Leserbrief

Strategische Koordination zwischen Russland und China

Die EU wünscht sich nunmehr China als Vermittler im Ukraine-Krieg. Aber was ist, wenn sich Russland und China, die beide bekanntlich die westliche Dominanz brechen wollen, nicht schon längst im Geheimen strategisch koordiniert haben?
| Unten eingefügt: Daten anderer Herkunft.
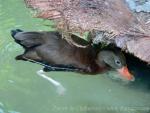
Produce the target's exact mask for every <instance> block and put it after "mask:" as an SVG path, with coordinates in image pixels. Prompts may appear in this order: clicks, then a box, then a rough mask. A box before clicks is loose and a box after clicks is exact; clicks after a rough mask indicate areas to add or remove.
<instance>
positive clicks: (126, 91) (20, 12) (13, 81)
mask: <svg viewBox="0 0 150 113" xmlns="http://www.w3.org/2000/svg"><path fill="white" fill-rule="evenodd" d="M47 24H48V22H47V21H44V20H41V19H36V18H33V17H32V16H31V13H30V11H29V10H28V9H27V8H26V7H25V5H24V3H23V0H0V68H1V69H0V113H139V112H140V113H150V92H149V90H148V89H147V88H145V87H144V86H141V84H140V85H139V86H140V87H138V84H136V85H135V86H134V87H132V84H125V83H123V82H118V81H116V80H112V79H111V78H109V77H108V73H106V74H100V75H97V76H90V75H89V76H84V75H80V74H76V73H65V72H50V73H47V75H48V76H49V77H52V78H54V79H55V80H57V81H59V82H61V84H63V86H64V87H65V88H66V92H65V94H64V95H59V94H58V93H57V92H56V89H55V88H54V87H53V86H52V85H51V84H50V83H49V82H48V81H46V80H44V79H43V78H41V77H39V76H38V75H37V74H36V72H37V71H38V70H39V69H41V68H42V67H41V66H40V65H37V64H33V63H30V62H23V61H15V59H14V58H15V56H17V55H18V54H21V53H22V52H23V49H22V48H21V47H20V46H19V45H17V44H16V43H15V42H14V41H13V39H12V38H11V37H10V30H11V29H16V28H20V29H23V30H28V31H30V30H35V31H40V30H51V28H50V27H49V26H47ZM51 24H52V23H51ZM110 74H114V75H116V73H115V72H109V75H110ZM141 76H142V75H141ZM138 81H140V79H139V80H138ZM135 82H136V81H135Z"/></svg>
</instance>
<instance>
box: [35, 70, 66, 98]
mask: <svg viewBox="0 0 150 113" xmlns="http://www.w3.org/2000/svg"><path fill="white" fill-rule="evenodd" d="M37 74H38V75H39V76H41V77H42V78H44V79H46V80H48V81H49V82H50V83H52V84H53V85H54V86H55V87H56V91H57V93H58V94H59V95H64V94H65V91H66V89H65V87H64V86H63V85H62V84H61V83H60V82H58V81H56V80H54V79H52V78H51V77H48V76H46V75H45V72H44V71H43V70H42V69H41V70H39V71H37Z"/></svg>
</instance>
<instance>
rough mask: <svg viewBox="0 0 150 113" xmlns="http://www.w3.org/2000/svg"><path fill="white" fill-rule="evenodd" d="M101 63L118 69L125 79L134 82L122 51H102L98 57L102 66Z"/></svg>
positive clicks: (117, 70) (98, 62) (97, 61)
mask: <svg viewBox="0 0 150 113" xmlns="http://www.w3.org/2000/svg"><path fill="white" fill-rule="evenodd" d="M100 62H103V64H105V65H106V64H107V65H109V66H110V67H112V68H113V69H116V70H117V71H118V72H119V73H120V75H121V76H122V77H123V78H124V79H126V80H129V81H134V76H133V75H132V74H131V73H130V72H129V70H128V68H127V65H126V59H125V56H124V55H123V53H121V52H120V51H111V50H103V51H100V52H99V54H98V57H97V63H98V64H99V65H100V64H101V63H100Z"/></svg>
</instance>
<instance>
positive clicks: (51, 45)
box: [11, 29, 133, 80]
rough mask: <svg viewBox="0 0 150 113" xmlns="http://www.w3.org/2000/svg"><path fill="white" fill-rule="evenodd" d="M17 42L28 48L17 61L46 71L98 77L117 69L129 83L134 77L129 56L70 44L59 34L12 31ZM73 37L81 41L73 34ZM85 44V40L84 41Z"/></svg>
mask: <svg viewBox="0 0 150 113" xmlns="http://www.w3.org/2000/svg"><path fill="white" fill-rule="evenodd" d="M11 35H12V37H13V38H14V40H15V42H17V43H18V44H19V45H21V46H22V47H23V48H24V50H25V51H24V53H23V54H21V55H19V56H17V57H16V59H17V60H27V61H31V62H35V63H40V64H42V65H44V66H45V68H44V70H45V71H74V72H80V73H84V74H97V73H102V72H104V71H105V70H108V69H109V67H111V68H114V69H116V70H117V71H118V72H119V73H121V74H122V75H123V77H125V78H126V79H128V80H132V79H133V76H132V75H131V74H130V73H129V71H128V69H127V67H126V61H125V57H124V55H123V54H122V53H121V52H118V51H112V50H99V51H97V50H95V49H94V47H93V46H91V45H89V46H87V47H86V48H80V47H76V46H74V45H71V44H69V43H68V42H67V41H66V40H65V39H63V38H62V35H61V34H60V33H59V32H54V31H52V32H23V31H22V30H20V29H16V30H12V31H11ZM72 37H73V38H78V37H77V36H75V35H72ZM80 40H81V41H82V42H83V39H80Z"/></svg>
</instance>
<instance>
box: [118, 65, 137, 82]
mask: <svg viewBox="0 0 150 113" xmlns="http://www.w3.org/2000/svg"><path fill="white" fill-rule="evenodd" d="M117 71H118V72H119V73H120V75H121V76H122V77H123V78H125V79H127V80H129V81H134V80H135V78H134V76H133V75H132V74H131V73H130V72H129V70H128V68H127V66H124V67H122V68H121V69H117Z"/></svg>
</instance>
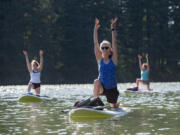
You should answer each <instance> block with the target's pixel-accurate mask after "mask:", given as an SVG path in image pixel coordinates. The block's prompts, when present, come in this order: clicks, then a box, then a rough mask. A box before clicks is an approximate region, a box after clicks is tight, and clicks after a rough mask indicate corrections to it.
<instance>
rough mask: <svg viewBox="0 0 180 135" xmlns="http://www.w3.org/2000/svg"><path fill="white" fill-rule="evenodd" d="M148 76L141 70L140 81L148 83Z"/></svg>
mask: <svg viewBox="0 0 180 135" xmlns="http://www.w3.org/2000/svg"><path fill="white" fill-rule="evenodd" d="M148 74H149V72H148V71H147V70H141V80H143V81H148V80H149V77H148Z"/></svg>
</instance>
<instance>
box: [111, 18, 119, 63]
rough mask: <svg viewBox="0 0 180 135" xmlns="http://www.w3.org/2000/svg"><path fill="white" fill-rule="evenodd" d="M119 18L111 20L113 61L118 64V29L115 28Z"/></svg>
mask: <svg viewBox="0 0 180 135" xmlns="http://www.w3.org/2000/svg"><path fill="white" fill-rule="evenodd" d="M117 20H118V18H114V19H113V20H112V21H111V31H112V51H113V55H112V59H113V62H114V63H115V64H116V65H117V58H118V49H117V40H116V29H115V25H116V22H117Z"/></svg>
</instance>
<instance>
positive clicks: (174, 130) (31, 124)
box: [0, 83, 180, 135]
mask: <svg viewBox="0 0 180 135" xmlns="http://www.w3.org/2000/svg"><path fill="white" fill-rule="evenodd" d="M132 85H133V84H130V83H127V84H119V85H118V89H119V91H120V98H119V101H120V102H121V104H123V105H124V106H126V107H129V108H131V110H132V112H131V113H129V114H128V115H125V116H123V117H120V118H118V119H103V120H79V121H73V120H71V119H70V118H69V116H68V113H67V112H62V111H63V110H69V109H71V108H72V106H73V104H74V102H76V101H77V100H82V99H84V98H88V97H89V96H91V95H92V85H90V84H87V85H43V86H42V90H41V93H42V95H46V96H49V97H51V98H52V99H51V100H50V101H46V102H42V103H18V102H17V99H18V97H19V96H20V95H22V94H24V93H25V91H26V88H27V86H0V135H7V134H30V135H31V134H37V135H39V134H42V135H45V134H65V135H71V134H72V135H80V134H83V135H84V134H85V135H102V134H104V135H110V134H113V135H119V134H124V135H126V134H129V135H134V134H136V135H150V134H154V135H160V134H162V135H179V133H180V129H179V127H180V115H179V112H180V83H152V88H153V90H154V91H156V93H149V94H137V93H133V94H125V93H124V90H125V89H126V88H128V87H130V86H132ZM102 100H103V101H104V102H105V103H106V99H105V97H102Z"/></svg>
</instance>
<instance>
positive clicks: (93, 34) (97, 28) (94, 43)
mask: <svg viewBox="0 0 180 135" xmlns="http://www.w3.org/2000/svg"><path fill="white" fill-rule="evenodd" d="M99 27H100V25H99V20H98V19H97V18H96V20H95V26H94V33H93V39H94V53H95V56H96V60H97V63H98V64H99V62H100V60H101V59H102V54H101V51H100V47H99V42H98V29H99Z"/></svg>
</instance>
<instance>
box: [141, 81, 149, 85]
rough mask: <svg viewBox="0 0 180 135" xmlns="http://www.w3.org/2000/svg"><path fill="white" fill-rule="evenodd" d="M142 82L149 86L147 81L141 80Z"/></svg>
mask: <svg viewBox="0 0 180 135" xmlns="http://www.w3.org/2000/svg"><path fill="white" fill-rule="evenodd" d="M142 82H143V83H144V84H147V85H149V84H150V83H149V81H148V80H147V81H144V80H142Z"/></svg>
Russland greift die Ukranie an, bricht nach einiger Zeit an die ukrainische Westgrenze durch und überfällt nach der Zerschlagung des ukrainischen Widerstandes im Raum Odessa im Vorbeigehen auch die Republik Moldau, die transnistrischen Separatisten haben bereits geopolitische Konsequenzen, beginnend mit Grenzverschiebungen, aus dem moldawischen EU-Beitrittsantrag angekündigt. Russland bindet so jedenfalls die europäischen Kräfte. China greift nach den Olympischen Spielen Taiwan an, aus chinesischer Sicht ohnehin eine innere Angelegenheit, und bindet so die USA auf den asiatischen Schauplatz. Nach Umgruppierung greifen russisch-weißrussische Truppen im polnisch-litauischen Grenzgebiet im Bereich der Suwalki-Lücke an, brechen zur russischen Exklave Kaliningrad durch, schneiden die baltischen Staaten so auf dem Landweg von Europa ab und marschieren schließlich auf breiter Front in die baltischen Republiken ein. Da die USA am asiatischen Kriegsschauplatz gebunden sind, müssen die Europäer und die NATO dieses militärische Problem alleine lösen. Ungarn und die Slowakei erklären unter russischem Druck der Gewalt zu weichen und wenig später stehen russische Truppen an der österreichischen Ostgrenze. Damit ist ein wesentlicher Teil des russischen Ultimatums vom November 2021 aus russischer Sicht erfolgreich erledigt. Eine allfällige Panzerschlacht im Marchfeld ist nicht zu befürchten, den das österreichische Bundesheer, über drei Jahrzehnte abgerüstet und kaputtgespart, verfügt nicht mehr über genügend schwere Waffen, es gibt keine funktionsfähige Luftverteidigung und auch keine ausreichende Sanitätstruppe, usw. Wien, Eisenstadt, Graz und St. Pölten liegen wie am Präsentierteller vor den russischen Kampfverbänden, Österreich, so wie die Republik Moldau kein NATO-Mitglied, kann nur mehr auf seine immerwährende Neutralität hoffen und das Gott unser Land schützen möge.